Erik ReeL, #1976 Chthonos, acrylic on canvas, 105 x 55 inches, 2015, photo courtesy the Museum of Contemporary Art Santa Barbara

Chthonos is the left hand half of a pair of paintings painted for the Museum of Contemporary Art Santa Barbara’s exhibition Out of the Great Wide Open in 2015.  Chthonos is related to a Jungian archetype complex having to do with the earth, groundedness and interiority.  The other half of the pair, titled PranaRama, was related to archetypes related to prana, breath, that is a complex having to do with air, expansiveness, exteriority.
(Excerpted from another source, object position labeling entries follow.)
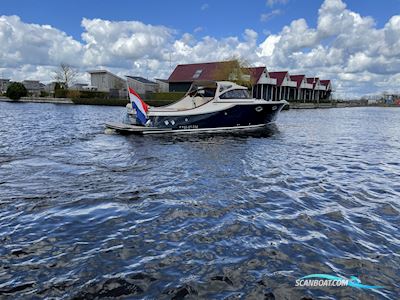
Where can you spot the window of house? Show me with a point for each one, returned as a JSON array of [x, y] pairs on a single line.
[[235, 94], [197, 73]]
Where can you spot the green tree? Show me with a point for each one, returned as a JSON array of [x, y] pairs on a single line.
[[16, 90]]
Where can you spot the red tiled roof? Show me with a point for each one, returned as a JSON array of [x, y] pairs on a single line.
[[313, 81], [255, 73], [279, 76], [184, 73], [298, 78], [325, 82]]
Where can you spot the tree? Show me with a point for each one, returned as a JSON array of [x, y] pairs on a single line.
[[65, 75], [16, 90]]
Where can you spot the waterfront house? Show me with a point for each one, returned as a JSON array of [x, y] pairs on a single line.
[[326, 94], [163, 85], [183, 76], [106, 81], [318, 88], [304, 89], [285, 87], [79, 86], [142, 85], [34, 87], [4, 83], [264, 86]]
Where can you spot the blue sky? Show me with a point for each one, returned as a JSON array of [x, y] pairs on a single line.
[[355, 43]]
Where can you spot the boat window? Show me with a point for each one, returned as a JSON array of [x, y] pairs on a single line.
[[235, 94], [197, 73]]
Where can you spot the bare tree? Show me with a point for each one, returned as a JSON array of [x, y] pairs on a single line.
[[236, 70], [65, 75]]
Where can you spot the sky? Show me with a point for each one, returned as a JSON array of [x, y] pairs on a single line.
[[354, 43]]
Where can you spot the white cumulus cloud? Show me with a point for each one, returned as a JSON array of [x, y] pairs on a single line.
[[344, 46]]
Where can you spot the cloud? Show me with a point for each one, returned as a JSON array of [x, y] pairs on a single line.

Originally I was to have a single piece in the show on a sort of side wall.  When the museum realized it was part of a pair, they said, “Oh, we have to have the pair.”  With each visit to my studio before the show, the number of works they wanted to show increased and my space allocation expanded. They eventually gave me my own room, essentially amounting to a solo exhibition within the larger group show.  This suited my preference for putting together a coherent exhibition that makes a statement in itself, beyond any individual piece. It was a lot of fun, there were a lot of people at the opening, with Nathan Vonk writing a very positive review, the final paragraph of which I quote here with a link following:

“Perhaps the strongest showing of work in this exhibition comes from Erik ReeL. His flavor of abstract painting harks back to Paul Klee, Cy Twombly, and Mark Tobey; but his mark-making technique also brings to mind California’s post-surrealist Dynaton movement of the late ‘40s and early ‘50s. However, it is the surface of the six acrylic paintings on paper that demands attention. At first glance the paintings seem ultra-flat, as though produced by some sort of printed technique. However, upon extremely close inspection, innumerable layers become evident, where brushstrokes have produced microscopic valleys and canyons into which the powdery pigment bleeds from ReeL’s personal hieroglyphs. Step away from the piece, and a similarly profound macro level of depth becomes evident, as these marks float at various altitudes above a background that seems infinitely far away. These six pieces and the two large canvases that accompany them are reason enough to go to see what is in total an intriguing and thoroughly enjoyable exhibition.”

Nathan Vonk, Out of the Great Wide Open at MCASB, Santa Barbara Independent, 3 February 2015.